L’histoire des sciences récentes permet de ramener à la vie des théories, modèles et résultats qui avaient été rejetés, ou laissés de côté. Elle enrichit donc la palette à la disposition des scientifiques. Mais surtout, en décrivant la formation des concepts et des hypothèses utilisés aujourd’hui, elle permet de mieux en comprendre la valeur, mais aussi les limites, d’appréhender la signification des évolutions actuelles, et de deviner les futures directions de la recherche. L’histoire explique « ce qui se passe », aide à « faire du sens » avec les événements comme diraient les américains.
Prenons deux exemples pour expliciter ce rôle. Les travaux d’épigénétique sur les modifications de l’ADN et des protéines (histones) de la chromatine occupent une place croissante. Ces modifications jouent un rôle important dans la différenciation des cellules, et des altérations de ces mécanismes sont impliquées dans diverses pathologies, dont le cancer. L’intérêt pour l’épigénétique n’est cependant pas explicable par ces seuls résultats, aussi importants qu’ils soient. C’est l’histoire complexe de ce terme, et des théories et travaux qui avaient été rangés sous ce vocable, qui expliquent cet intérêt.
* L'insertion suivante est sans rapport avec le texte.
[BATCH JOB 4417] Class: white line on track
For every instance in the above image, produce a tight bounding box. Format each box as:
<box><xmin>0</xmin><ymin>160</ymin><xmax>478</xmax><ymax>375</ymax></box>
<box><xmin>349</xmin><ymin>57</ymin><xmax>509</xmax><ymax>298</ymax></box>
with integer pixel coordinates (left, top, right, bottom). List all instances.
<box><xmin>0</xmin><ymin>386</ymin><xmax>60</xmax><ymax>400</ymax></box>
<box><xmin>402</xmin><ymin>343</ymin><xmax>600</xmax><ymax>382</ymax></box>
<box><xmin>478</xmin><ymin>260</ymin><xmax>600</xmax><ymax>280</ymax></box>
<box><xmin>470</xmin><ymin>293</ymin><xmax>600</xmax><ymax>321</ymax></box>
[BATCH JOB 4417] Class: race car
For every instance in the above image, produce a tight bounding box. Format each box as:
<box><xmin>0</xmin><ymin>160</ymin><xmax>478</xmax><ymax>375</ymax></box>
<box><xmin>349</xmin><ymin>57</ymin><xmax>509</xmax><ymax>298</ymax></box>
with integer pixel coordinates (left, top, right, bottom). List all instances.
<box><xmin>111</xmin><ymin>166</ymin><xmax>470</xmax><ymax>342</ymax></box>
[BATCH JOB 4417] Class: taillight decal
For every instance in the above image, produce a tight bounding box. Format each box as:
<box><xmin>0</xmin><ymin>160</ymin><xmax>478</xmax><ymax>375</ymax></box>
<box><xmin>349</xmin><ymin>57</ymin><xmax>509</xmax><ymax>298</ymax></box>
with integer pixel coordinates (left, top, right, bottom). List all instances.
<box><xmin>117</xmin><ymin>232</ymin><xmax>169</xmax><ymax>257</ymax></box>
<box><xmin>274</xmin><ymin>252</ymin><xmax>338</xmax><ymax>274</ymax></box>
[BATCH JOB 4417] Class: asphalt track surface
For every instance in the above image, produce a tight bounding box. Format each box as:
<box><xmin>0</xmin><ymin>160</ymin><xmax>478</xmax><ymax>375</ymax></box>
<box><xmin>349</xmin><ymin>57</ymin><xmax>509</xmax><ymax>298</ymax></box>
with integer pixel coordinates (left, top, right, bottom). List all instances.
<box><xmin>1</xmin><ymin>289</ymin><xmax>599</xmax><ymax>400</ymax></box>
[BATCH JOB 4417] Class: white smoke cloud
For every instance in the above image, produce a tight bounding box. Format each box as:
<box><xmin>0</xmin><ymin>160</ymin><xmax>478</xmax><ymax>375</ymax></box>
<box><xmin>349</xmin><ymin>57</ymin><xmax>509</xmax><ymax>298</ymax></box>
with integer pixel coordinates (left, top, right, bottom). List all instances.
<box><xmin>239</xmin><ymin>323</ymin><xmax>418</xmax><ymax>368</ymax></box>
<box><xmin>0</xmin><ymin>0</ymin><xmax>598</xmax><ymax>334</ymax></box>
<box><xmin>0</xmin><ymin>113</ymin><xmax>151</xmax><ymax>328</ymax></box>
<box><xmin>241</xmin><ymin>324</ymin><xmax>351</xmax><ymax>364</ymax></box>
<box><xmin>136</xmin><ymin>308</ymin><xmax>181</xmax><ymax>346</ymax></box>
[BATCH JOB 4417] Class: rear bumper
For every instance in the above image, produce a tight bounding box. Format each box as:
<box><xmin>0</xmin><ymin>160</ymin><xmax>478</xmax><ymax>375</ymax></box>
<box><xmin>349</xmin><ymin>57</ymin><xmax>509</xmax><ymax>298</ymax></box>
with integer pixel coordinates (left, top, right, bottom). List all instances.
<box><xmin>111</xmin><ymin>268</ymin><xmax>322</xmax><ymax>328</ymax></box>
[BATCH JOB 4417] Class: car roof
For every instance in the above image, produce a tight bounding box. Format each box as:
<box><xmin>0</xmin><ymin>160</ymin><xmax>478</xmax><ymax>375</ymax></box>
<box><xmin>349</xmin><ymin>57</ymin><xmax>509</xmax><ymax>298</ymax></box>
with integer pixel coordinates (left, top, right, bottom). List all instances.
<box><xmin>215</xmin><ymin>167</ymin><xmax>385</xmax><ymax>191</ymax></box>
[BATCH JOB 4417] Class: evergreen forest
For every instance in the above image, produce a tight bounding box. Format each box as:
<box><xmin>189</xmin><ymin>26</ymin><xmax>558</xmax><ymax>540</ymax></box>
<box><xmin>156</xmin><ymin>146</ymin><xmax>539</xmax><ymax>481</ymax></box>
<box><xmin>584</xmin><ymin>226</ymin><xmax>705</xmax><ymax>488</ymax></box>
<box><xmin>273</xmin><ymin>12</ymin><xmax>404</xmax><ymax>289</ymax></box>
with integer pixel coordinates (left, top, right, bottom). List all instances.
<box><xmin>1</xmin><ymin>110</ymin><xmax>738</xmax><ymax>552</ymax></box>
Le terme épigénétique a d’abord été créé par Conrad Waddington en 1942 pour décrire la complexité des relations entre le génotype et le phénotype, les gènes et le développement des organismes. Le modèle proposé par Waddington, dit du paysage épigénétique, s’opposait aux modèles de son temps car il supposait l’action de nombreux gènes, et des effets possibles de l’environnement. Ce terme a été utilisé à nouveau vingt ans plus tard pour décrire les travaux sur la modification de l’ADN et des histones : il s’agissait de trouver de nouveaux mécanismes de régulation génétique pour expliquer le développement embryonnaire, sans se contenter des modèles de régulation génétique issus de l’étude des bactéries comme le faisait la majorité des biologistes moléculaires. L’épigénétique a donc toujours été une approche en décalage, pour ne pas dire en opposition aux approches dominantes de la génétique. La pluralité de sens du terme épigénétique, son ambiguïté, et son parfum de « scandale », expliquent l’impact des travaux actuels.
Pour comprendre la signification des transformations actuelles de la biologie, et apprécier la place à donner aux nouvelles disciplines que sont la biologie des systèmes et la biologie synthétique, il est nécessaire de revenir à la genèse de la vision actuelle, c’est-à-dire à l’essor de la biologie moléculaire dans les années 1930-1950. Si la même place revient à l’interdisciplinarité dans les développements actuels qu’à l’aube de la révolution moléculaire, l’état des connaissances, et le « statut » de la biologie sont incomparables. Dans les années 1930, rien n’est connu entre les petites molécules du chimiste organicien et les structures subcellulaires à peine visibles sous le microscope optique ; c’est le monde des colloïdes, un état supposé différent de la matière. Aujourd’hui, il n’existe aucun « trou » équivalent dans notre connaissance, et la biologie est devenue une science aussi prestigieuse que la physique. La biologie des systèmes est donc un au-delà de la connaissance moléculaire, le rassemblement d’observations restées jusqu’alors dispersées. Le pouvoir explicatif des descriptions moléculaires reste entier, de même qu’elles demeurent la base de toute action sur le vivant. La biologie synthétique représente un nouveau moment dans le contrôle du vivant, et aussi la dernière étape de son processus de « naturalisation » entrepris par les premiers biologistes moléculaires. La meilleure manière de montrer que l’on a naturalisé un phénomène, c’est-à-dire que l’on est capable d’en expliquer la survenue par des causes naturelles, est de le reproduire de manière artificielle. Le détour par l’histoire permet d’éviter les simplifications abusives, comme l’idée que la biologie moléculaire serait dépassée, et avec elle l’approche réductionniste.